R is available as Free Software under the terms of the Free Software Foundation's GNU General Public License in source code form. It compiles and runs on a wide variety of UNIX platforms and similar systems (including FreeBSD and Linux), Windows and MacOS.

In MIKE OPERATIONS, R for Windows is supported from MIKE Workbench by introducing a tool, taking R scripts as arguments. Please refer to the MIKE Workbench Help file for information about the R tools.

Configuration

Note that the R tools described in this chapter, is supported using R libraries before R version 3.5. In MIKE OPERATIONS, R-Statistics tools is supported through configuration of stations. This is done by introducing a number of new time series types (object types).

  • Skill Scores.
  • Confidence Intervals.
  • Goodness of Fit.

When adding a new statistics time series (object), additional information must be specified on the time series. This is done in the details view of the time series on the Statistics Tab.

  • Statistics Results
    For Skill Scores and Goodness of Fit calculations, analysis results are saved in spreadsheets in the MIKE Workbench.
    Specify the Results Spreadsheet by clicking the eclipse button of the input control.
  • Error model
    For Confidence Intervals, the results of the analysis are saved as error models in the document manager of the MIKE Workbench.
    Select the error model from the Error model drop down box.
  • Measure Selection
    For each statistics type, a list of available measures can be selected. Select the measures to be displayed for each station in the check box list.
  • Reference Time Series
    Specify the reference time series used as base for the statistics.
  • Historical Simulation Path
    Path to a simulation used for calculation Last Error. Last error can be taken into account when creating confidence intervals.
    Last error is calculated as the last observed value on a specified date and time as a historical simulation result (obs. value – sim. value).
    When calculating the Last error, the observation time series is found as the first time series definition of the feature type of the type “Time series”.
  • Max. Search Window
    The maximum search window used when finding the “last error” when creating confidence intervals.
    The maximum search windows is specified as a time span back from Time of Forecast (period before ToF).
    The time span is specified as days, hours, minutes and seconds (dd:hh:mm:ss).

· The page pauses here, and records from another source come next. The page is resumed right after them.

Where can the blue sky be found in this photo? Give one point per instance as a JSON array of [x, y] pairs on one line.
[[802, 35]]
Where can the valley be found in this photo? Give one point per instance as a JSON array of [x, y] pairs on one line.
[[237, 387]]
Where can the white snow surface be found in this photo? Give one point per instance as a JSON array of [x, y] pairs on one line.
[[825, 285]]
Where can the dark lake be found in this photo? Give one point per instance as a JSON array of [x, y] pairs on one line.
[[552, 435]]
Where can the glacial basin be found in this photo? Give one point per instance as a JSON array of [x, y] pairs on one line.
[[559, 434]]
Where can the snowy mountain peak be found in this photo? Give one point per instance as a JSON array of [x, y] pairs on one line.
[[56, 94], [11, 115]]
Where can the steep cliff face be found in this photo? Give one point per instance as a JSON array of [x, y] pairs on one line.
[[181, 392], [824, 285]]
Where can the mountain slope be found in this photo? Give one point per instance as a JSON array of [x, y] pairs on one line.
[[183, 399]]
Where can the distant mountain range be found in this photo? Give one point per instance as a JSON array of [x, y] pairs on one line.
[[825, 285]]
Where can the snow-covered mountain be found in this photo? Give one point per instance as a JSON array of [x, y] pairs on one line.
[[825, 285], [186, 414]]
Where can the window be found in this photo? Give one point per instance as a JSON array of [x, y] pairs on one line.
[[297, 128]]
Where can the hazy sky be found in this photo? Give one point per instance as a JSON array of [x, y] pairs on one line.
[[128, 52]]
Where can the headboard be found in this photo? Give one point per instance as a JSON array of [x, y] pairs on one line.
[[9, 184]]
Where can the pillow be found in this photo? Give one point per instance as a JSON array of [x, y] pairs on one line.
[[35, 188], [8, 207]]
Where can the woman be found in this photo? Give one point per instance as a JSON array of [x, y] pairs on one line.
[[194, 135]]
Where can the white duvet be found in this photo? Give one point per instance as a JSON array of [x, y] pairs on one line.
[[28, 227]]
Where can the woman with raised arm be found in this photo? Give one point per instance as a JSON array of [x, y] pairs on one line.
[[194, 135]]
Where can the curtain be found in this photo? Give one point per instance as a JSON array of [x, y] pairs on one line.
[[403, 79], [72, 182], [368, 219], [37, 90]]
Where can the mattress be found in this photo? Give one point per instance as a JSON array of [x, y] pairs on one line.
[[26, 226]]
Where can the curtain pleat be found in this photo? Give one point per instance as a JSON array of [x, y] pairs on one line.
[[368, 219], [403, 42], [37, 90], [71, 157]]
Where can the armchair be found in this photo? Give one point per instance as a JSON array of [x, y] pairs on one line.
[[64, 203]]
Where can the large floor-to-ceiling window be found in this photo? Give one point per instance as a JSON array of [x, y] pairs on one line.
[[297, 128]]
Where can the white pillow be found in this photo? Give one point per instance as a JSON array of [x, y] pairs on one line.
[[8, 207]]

When the configuration has been completed, the results can be displayed when clicking a station in the map or in the table view of MIKE OPERATIONS.

Quality verification of data collection spreadsheet

Skill scores and goodness-of-fit measures and the error models are sensitive to the quality of observations as they are regarded as the true value of what is modelled. Error in collected observations are therefore reflected in the statistics and can render the results useless. In the example below is a scatterplot of collected simulated and observed discharge pairs at 10 hours forecast lead-time. Missing observation values has the default value of -999 and several observations are seen to have negative values.

If we look at the Nash-Sutcliffe index for the above dataset, as seen to the right below it does not give us much information about the forecast quality as it changes with lead-time. To the left all values below zero has been removed and the decay in forecast skill is visible from the dataset.

If the error model is trained on bad data, the observation errors are present in the calculated confidence bands. This is clear from the two plots below where the top plot includes the complete dataset and the bottom show the model trained on the dataset where negative observations has been removed. Proper quality verification of the observed data is therefore very important when used in the statistical applications.